Quick Thoughts on the Metaverse

For some time now, the term metaverse has been the hottest buzz word in tech, giving even stalwarts like blockchain and NFTs a run for their money.

All the heavy hitters have gotten in on the game: Fortnite and Roblox of course, but more recently Mark Zuckerberg announced to redirect Facebook (note: link goes to Facebook) towards the metaverse as well. (For some background, The Verge and New York Times are good starting points.)

Before we dive in, here are some of the metaverse thoughts Zuckerberg shared in a blog post (highlights mine):

Now, the areas I’ve discussed today — creators, commerce, and the next computing platform — they’re each important priorities for us, and they’re each going to unlock a lot of value on their own. But together, these efforts are also part of a much larger goal: to help build the metaverse.

It’s noteworthy that as part of his talk of a “next computing platform” he includes both virtual reality and also smart glasses, so it’s safe to assume that he aims for a bi-directional mixed reality play.

He continues:

So what is the metaverse? It’s a virtual environment where you can be present with people in digital spaces. You can kind think about this as an embodied internet that you’re inside of rather than just looking at. We believe that this is going to be the successor to the mobile internet.

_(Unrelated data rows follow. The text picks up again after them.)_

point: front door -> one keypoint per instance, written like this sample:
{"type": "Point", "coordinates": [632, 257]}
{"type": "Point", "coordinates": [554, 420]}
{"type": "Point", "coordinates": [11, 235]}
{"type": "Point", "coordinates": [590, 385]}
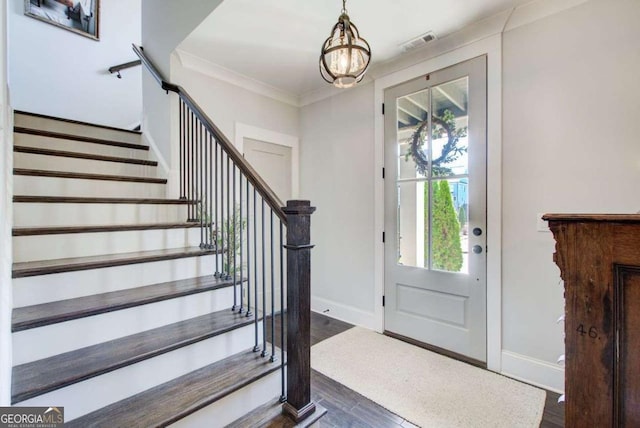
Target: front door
{"type": "Point", "coordinates": [435, 209]}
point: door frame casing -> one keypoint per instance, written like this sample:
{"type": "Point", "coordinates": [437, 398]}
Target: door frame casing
{"type": "Point", "coordinates": [255, 133]}
{"type": "Point", "coordinates": [492, 48]}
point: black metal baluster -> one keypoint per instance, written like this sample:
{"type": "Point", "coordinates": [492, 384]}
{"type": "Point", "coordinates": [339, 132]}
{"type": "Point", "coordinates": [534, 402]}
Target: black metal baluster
{"type": "Point", "coordinates": [256, 347]}
{"type": "Point", "coordinates": [193, 168]}
{"type": "Point", "coordinates": [182, 148]}
{"type": "Point", "coordinates": [217, 224]}
{"type": "Point", "coordinates": [248, 254]}
{"type": "Point", "coordinates": [283, 397]}
{"type": "Point", "coordinates": [240, 225]}
{"type": "Point", "coordinates": [210, 190]}
{"type": "Point", "coordinates": [264, 291]}
{"type": "Point", "coordinates": [273, 293]}
{"type": "Point", "coordinates": [223, 244]}
{"type": "Point", "coordinates": [228, 273]}
{"type": "Point", "coordinates": [200, 172]}
{"type": "Point", "coordinates": [233, 239]}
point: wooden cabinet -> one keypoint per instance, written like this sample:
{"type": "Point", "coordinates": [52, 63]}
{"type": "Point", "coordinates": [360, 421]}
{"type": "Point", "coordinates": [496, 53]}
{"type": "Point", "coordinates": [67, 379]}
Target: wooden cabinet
{"type": "Point", "coordinates": [599, 259]}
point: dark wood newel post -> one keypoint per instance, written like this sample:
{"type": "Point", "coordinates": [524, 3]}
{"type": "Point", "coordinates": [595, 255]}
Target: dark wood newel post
{"type": "Point", "coordinates": [298, 404]}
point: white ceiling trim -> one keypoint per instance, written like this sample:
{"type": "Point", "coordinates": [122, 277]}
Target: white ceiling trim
{"type": "Point", "coordinates": [536, 10]}
{"type": "Point", "coordinates": [196, 63]}
{"type": "Point", "coordinates": [496, 24]}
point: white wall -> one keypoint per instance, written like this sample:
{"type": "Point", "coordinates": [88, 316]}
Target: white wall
{"type": "Point", "coordinates": [570, 144]}
{"type": "Point", "coordinates": [165, 23]}
{"type": "Point", "coordinates": [227, 104]}
{"type": "Point", "coordinates": [337, 175]}
{"type": "Point", "coordinates": [6, 192]}
{"type": "Point", "coordinates": [56, 72]}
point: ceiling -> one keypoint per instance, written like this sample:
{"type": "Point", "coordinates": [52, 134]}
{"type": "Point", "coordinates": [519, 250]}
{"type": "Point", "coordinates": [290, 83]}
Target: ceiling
{"type": "Point", "coordinates": [277, 42]}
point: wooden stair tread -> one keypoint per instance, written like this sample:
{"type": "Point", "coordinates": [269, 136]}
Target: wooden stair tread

This is where the claims start being pretty bold and maybe more hope than substance, but we’ll come back to that later.

First, back to The Verge’s recap (highlights mine):

The company’s divisions focused on products for communities, creators, commerce, and virtual reality would increasingly work to realize this vision, he said in a remote address to employees. “What I think is most interesting is how these themes will come together into a bigger idea,” Zuckerberg said. “Our overarching goal across all of these initiatives is to help bring the metaverse to life.”

Strategically, this combination of divisions makes sense: Creators of content (and possibly physical products, or at least their virtual representations) and all the ways you need to market and sell them: e-commerce, “community” (read: social media), and the visually immersive environment (“virtual reality”) to glue it all together into a metaverse in the specific sci-fi novel sense of the word.

It makes strategic sense — but only for an exceedingly narrow vision that is primarily advertisment-focused.

So, it makes strategic sense — but only for an exceedingly narrow vision. This vision appears to be built around two columns: advertisement/sales, and remote work, and neither is interesting. Make no mistake: Nothing here indicates a truly creative environment.

  • Advertisement/sales: The picture drawn here suggests a highly transactional nature, not unlike what drives Facebook’s main product line: Marketing, advertising, targeting, all under a hair-thin veneer of social interaction (the FB feed where you share updates with friends and family). It appears prescriptive, narrow, uncreative at best, and somewhat soul-sucking at worst.
  • Remote work: Here, what Facebook has shared so far through their Oculus brand is very traditional VR: digital representations of the analog world; direct translations from physical to virtual. Virtual meeting rooms with virtual desks and virtual screens, virtual keyboards and virtual white boards and virtual high fives. It tries to centralize what is already largely solved through other tools, and doesn’t tackle any of the real issue with remote work (at least under a pandemic), which have nothing to do with technology and everything to do with quality of live and the economic and social context of the folks working remotely. The best I can say about this vision is that it is boring.

This vision appears to be built around two columns: advertisement/sales, and remote work, and neither is interesting.

So where does that leave us?

Facebook, a company with a rather lackluster track record of dealing with real issues — even and especially if it is a strong driver of those issues, like in the case of disinformation and surveillance marketing — focuses its strategy on a big new play. This play, a virtual meeting plus e-commerce platform, is being built along an uninspired vision, and based on assumptions that I would argue are faulty:

  • That a centralized, fully integrated VR platform is preferable to a more decentralized and open ecosystem.
  • That virtual analogs of the physical world is the preferred way of approaching immersive virtual reality, as opposed to new metaphors that lend themselves better to virtual immersions.
  • That Facebook should be trusted with being the host of this immersive world. (Which I wouldn’t: I deleted my Facebook account long ago.)

To me, this feels stale right out the gate. It’s not outrageous, if you don’t count Facebook as outrageous, it’s boring.

To me it would also appear that this is too unattractive, too clunky, too involved to work in the market. But who knows, Facebook has a way to push things into the market through their sheer size, and maybe it could become a „success“ by the numbers.

The main takeaway for me, however, is this: Technology is never neutral (Kranzberg), and resources are limited.

If you look at Facebook’s metaverse initiative through a lens of priorities in a zero sum attention/resources trade off, we need to ask: Where is Facebook directing attention & resources ? Answer: the metaverse’s meeting rooms and customized avatars.

We also know where it does not apply those same efforts: Fighting any of the much more salient important issues like climate change, strengthening democracy, or supporting a healthy information ecosystem.

Technology is never neutral. Neither is a company strategy.